A couple of points while I give this more thought:

  1. LUMINANCE format textures are deprecated in OpenGL and non-existent in Vulkan. Apps wishing to have luminance have to either apply a swizzle or do the swizzling in a shader.
  2. toktx could add swizzle metadata in the case of PNG luminance and luminance+alpha inputs but that doesn't help the universal texture case much because swizzzling is not universally supported.
  3. But toktx is creating a luminance texture by copying the single element into the 3 new elements. Given no. 1 this seems wrong for uncompressed textures but what is the choice for universal textures or block-compressed formats except the R & RG variants. I'm not sure why labeling the slices as RGB is better.
  4. The RRR and GGG channel ids are intended to provide helpful information for selection of a transcode target format. When matching targets are not available, the application will have to work around it by, for example, creating 2 textures one with the R and one with G.
lexaknyazev commented 3 years ago

LUMINANCE format textures are deprecated in OpenGL and non-existent in Vulkan. Apps wishing to have luminance have to either apply a swizzle or do the swizzling in a shader.

Exactly. PNG's greyscale format semantically maps to the deprecated luminance, not red.

lexaknyazev commented 3 years ago

I'm not sure why labeling the slices as RGB is better.

Let's go though two practical examples.

A source greyscale PNG image is used as e.g. the base color texture. It's possible to open it in any image viewer and see that it is indeed greyscale. For rendering purposes, image decoder unpacks that single channel as RRR1, the GPU texture has R8G8B8(A8)_SRGB format, and shaders use .rgb accessors as usual. At any point in time, that PNG image could be replaced with a colorful version with zero implementation changes.

What happens when the same grayscale PNG source gets converted to KTX / ETC1S (assuming that swizzling metadata is forbidden)?

MarkCallow commented 3 years ago

I need a concrete proposal to act on. As noted, there are 2 ways to handle "luminance" inputs:

  1. Make a 1-component texture (2 in the case of luminance-alpha) and add swizzle metadata.
  2. Make a 3-component texture (4 for L-A), i.e. swizzle the data before encoding the texture.

Questions are:

My opinion is that the default should be 1 and should be the same for all formats.
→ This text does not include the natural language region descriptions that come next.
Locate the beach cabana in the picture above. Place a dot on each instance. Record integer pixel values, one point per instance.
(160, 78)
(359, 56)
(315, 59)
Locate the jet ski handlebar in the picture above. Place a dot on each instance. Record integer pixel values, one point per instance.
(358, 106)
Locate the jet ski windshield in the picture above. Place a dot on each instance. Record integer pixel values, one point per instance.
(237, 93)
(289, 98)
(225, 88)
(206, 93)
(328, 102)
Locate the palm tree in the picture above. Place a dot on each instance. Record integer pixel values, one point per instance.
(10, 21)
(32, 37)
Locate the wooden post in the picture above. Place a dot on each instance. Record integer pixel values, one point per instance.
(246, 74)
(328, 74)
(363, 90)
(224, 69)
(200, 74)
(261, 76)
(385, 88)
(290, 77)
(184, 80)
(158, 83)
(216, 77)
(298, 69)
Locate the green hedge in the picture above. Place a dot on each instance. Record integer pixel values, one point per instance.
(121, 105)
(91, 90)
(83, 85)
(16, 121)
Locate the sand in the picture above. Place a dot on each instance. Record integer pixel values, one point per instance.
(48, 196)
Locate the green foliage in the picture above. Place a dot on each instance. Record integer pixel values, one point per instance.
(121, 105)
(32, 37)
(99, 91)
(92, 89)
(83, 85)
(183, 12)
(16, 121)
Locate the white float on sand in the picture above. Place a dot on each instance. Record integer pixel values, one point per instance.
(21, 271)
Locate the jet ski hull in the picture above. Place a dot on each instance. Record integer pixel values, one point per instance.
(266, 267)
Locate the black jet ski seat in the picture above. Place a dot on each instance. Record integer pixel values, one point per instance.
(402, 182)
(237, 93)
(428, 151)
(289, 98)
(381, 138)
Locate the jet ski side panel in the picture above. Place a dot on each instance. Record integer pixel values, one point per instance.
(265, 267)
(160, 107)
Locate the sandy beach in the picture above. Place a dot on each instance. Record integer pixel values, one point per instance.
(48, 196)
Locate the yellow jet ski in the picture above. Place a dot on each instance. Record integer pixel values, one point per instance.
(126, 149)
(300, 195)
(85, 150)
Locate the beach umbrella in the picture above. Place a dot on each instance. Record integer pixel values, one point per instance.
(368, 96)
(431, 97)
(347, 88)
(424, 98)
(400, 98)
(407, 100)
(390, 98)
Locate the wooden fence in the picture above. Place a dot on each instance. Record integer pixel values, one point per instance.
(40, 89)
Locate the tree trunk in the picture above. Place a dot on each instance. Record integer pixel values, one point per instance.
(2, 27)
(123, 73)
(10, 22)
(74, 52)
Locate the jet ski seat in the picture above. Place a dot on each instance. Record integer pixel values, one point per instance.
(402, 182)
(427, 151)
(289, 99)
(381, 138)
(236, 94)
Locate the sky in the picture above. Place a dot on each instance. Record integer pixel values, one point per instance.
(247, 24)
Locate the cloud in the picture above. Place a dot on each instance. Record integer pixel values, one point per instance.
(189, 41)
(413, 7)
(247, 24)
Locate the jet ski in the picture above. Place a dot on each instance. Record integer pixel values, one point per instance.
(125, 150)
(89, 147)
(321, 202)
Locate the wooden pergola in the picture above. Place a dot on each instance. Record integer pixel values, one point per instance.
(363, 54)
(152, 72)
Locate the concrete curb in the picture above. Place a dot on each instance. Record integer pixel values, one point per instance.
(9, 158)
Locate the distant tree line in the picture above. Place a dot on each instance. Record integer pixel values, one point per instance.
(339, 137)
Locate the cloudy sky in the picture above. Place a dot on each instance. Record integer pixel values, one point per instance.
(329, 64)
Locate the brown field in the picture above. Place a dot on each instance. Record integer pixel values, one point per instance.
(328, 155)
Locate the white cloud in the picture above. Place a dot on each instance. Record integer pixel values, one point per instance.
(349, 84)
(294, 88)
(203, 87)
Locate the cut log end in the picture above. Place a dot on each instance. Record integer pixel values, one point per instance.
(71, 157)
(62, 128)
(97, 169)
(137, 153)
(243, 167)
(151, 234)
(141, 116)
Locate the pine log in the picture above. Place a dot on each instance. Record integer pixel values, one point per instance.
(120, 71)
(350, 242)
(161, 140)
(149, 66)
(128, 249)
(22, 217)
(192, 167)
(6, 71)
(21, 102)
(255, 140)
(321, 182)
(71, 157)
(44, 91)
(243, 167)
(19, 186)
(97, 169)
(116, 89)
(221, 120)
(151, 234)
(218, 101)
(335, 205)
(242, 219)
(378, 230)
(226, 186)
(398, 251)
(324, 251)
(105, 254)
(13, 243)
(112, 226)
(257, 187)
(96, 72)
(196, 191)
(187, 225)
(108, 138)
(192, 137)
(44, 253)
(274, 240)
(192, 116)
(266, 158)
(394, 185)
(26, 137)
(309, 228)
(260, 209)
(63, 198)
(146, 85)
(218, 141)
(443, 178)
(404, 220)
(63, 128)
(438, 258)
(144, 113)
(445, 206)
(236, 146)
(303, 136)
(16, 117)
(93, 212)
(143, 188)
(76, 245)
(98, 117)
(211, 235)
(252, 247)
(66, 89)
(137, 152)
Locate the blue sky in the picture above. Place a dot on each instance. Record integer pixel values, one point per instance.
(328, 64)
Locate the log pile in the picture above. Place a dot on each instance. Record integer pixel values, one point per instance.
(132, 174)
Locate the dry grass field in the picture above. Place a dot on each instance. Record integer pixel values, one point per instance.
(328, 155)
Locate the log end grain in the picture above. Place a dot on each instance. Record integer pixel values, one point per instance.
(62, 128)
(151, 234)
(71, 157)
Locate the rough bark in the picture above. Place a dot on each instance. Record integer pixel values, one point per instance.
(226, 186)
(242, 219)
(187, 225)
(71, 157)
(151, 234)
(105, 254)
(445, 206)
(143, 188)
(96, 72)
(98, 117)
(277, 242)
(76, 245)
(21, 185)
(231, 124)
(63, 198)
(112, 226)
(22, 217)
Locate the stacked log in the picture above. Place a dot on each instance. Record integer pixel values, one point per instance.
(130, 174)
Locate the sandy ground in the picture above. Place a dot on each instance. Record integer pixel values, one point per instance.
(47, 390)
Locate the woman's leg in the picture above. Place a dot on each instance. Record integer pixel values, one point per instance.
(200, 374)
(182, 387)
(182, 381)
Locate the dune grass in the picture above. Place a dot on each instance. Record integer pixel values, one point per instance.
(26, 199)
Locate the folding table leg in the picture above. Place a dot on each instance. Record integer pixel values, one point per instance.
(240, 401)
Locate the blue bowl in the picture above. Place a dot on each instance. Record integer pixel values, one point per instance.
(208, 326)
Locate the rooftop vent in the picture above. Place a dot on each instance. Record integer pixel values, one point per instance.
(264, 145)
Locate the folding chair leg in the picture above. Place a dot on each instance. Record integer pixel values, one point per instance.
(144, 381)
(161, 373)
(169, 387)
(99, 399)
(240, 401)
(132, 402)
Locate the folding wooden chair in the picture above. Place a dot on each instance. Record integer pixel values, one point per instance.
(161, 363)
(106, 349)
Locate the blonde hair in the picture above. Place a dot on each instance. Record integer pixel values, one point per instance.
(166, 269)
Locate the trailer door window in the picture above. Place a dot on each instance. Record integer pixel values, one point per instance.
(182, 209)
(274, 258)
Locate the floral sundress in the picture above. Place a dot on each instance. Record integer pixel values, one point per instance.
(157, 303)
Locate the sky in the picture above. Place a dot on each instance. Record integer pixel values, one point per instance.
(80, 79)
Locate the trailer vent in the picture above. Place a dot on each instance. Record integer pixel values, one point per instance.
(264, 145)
I have no good suggestions for naming at this point, --3comp_luminance? --expand_luminance?

lexaknyazev commented 3 years ago

Which should be the default?

I'd prefer the second option because:

Should the default be dependent on the output format, e.g., 1 for uncompressed formats and 2 for all others

Taking sRGB transfer into account, the complexity of this decision tree would get out of control.

what should be the name of the option?

<dt>--la_to_rg</dt>
<dd>Treat grayscale and grayscale-alpha inputs as 1-component red and 2-component red-green textures respectively.</dd>

Grayscale data may appear in all supported input formats: JPEG, PNG, and Netpbm.

MarkCallow commented 3 years ago

How to handle PGM and PAM files with TUPLETYPE "GRAYSCALE" or "GRAYSCALE_ALPHA"? The PAM specification does not describe it as luminance. The tool for converting from pgm to ppm (gray to color) supports all kinds of mappings from the grey values to colors so it does not provide a definitive answer.

Given the lack of a clear statement, the most logical thing is to handle them consistently with .png greyscale files. Thoughts.

lexaknyazev commented 3 years ago

Yes, pgmtoppm does not have a default mapping, so let's align PGM inputs with PNG.

MarkCallow commented 3 years ago

Fixed in PR #387 which is included in Release Candidate 1 (v4.0.0-rc1).